Dias de se emocionar e muito. E de rir também, com meus colegas do mundo todo, na tentativa de nos comunicarmos em inglês, italiano e espanhol.
E ainda de pensar: no jeito que tenho feito teatro e de como são os modos de produzir teatro no Brasil. Que triste constatação, quanto abandono! Como somos fortes, incríveis: heróis, essa gente do teatro!
Além das muitas experiências, eu trouxe duas pedrinhas do mar do norte que é prá ajudar a continuar a construir o meu desejo de fazer teatro.
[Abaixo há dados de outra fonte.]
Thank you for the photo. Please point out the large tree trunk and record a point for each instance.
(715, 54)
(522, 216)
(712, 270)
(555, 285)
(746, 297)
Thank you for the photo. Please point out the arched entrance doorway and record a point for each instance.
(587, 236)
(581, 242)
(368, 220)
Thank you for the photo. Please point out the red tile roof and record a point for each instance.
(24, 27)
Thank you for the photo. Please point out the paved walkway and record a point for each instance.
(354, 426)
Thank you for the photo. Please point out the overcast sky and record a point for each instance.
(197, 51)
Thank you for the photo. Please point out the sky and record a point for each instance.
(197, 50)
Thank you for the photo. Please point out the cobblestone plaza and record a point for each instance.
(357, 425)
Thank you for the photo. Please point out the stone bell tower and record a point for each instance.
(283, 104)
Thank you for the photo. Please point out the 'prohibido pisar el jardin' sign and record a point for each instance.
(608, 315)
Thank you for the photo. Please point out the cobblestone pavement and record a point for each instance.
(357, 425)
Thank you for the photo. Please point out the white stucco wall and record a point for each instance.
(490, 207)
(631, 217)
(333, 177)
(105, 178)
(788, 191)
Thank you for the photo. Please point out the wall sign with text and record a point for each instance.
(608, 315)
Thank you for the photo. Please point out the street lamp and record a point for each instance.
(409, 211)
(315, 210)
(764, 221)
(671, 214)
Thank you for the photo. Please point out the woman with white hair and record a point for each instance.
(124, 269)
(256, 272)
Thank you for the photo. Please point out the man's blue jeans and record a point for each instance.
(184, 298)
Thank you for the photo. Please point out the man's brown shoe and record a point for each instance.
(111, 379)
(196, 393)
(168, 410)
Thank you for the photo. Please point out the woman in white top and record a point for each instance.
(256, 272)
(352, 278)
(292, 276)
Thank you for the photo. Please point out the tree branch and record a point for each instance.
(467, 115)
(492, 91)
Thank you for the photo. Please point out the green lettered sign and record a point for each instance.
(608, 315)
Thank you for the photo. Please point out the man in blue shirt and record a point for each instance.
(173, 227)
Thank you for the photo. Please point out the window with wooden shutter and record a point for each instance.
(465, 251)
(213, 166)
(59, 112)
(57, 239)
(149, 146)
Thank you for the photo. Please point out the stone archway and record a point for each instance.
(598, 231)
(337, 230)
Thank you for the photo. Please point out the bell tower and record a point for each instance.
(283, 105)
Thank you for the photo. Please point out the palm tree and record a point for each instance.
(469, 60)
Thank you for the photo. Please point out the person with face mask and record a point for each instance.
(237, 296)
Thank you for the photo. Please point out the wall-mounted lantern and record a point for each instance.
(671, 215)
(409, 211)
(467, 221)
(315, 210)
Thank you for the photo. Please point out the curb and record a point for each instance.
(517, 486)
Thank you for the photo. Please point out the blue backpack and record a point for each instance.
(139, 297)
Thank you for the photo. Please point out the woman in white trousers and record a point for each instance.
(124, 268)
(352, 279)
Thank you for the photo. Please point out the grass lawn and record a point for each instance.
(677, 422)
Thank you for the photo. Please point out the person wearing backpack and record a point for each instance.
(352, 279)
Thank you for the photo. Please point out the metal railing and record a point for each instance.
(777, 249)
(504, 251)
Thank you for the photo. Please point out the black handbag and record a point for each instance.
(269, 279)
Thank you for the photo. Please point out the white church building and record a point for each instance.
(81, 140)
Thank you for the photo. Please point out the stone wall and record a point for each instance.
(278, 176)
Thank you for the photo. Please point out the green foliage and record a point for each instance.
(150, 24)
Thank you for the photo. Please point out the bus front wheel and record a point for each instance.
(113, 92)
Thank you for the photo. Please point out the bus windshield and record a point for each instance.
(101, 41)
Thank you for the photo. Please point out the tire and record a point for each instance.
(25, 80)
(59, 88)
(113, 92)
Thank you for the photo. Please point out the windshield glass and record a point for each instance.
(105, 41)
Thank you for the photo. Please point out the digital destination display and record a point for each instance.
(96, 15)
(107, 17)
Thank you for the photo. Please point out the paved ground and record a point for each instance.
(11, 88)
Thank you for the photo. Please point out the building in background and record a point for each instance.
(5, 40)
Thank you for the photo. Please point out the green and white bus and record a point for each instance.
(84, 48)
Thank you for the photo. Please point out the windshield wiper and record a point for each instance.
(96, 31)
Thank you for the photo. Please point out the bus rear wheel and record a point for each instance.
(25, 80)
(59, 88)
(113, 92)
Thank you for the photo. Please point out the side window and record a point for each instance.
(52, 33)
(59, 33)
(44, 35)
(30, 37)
Olho prá elas agora e peço aos deuses do teatro que não me deixem esquecer a lição fundamental de Eugênio Barba e seu grupo: que somos nós quem construímos nossos caminhos acreditando no que fazemos, disciplina é liberdade, método é expressão e um grupo de teatro é sinônimo da sociedade na qual acreditamos e gostaríamos de viver!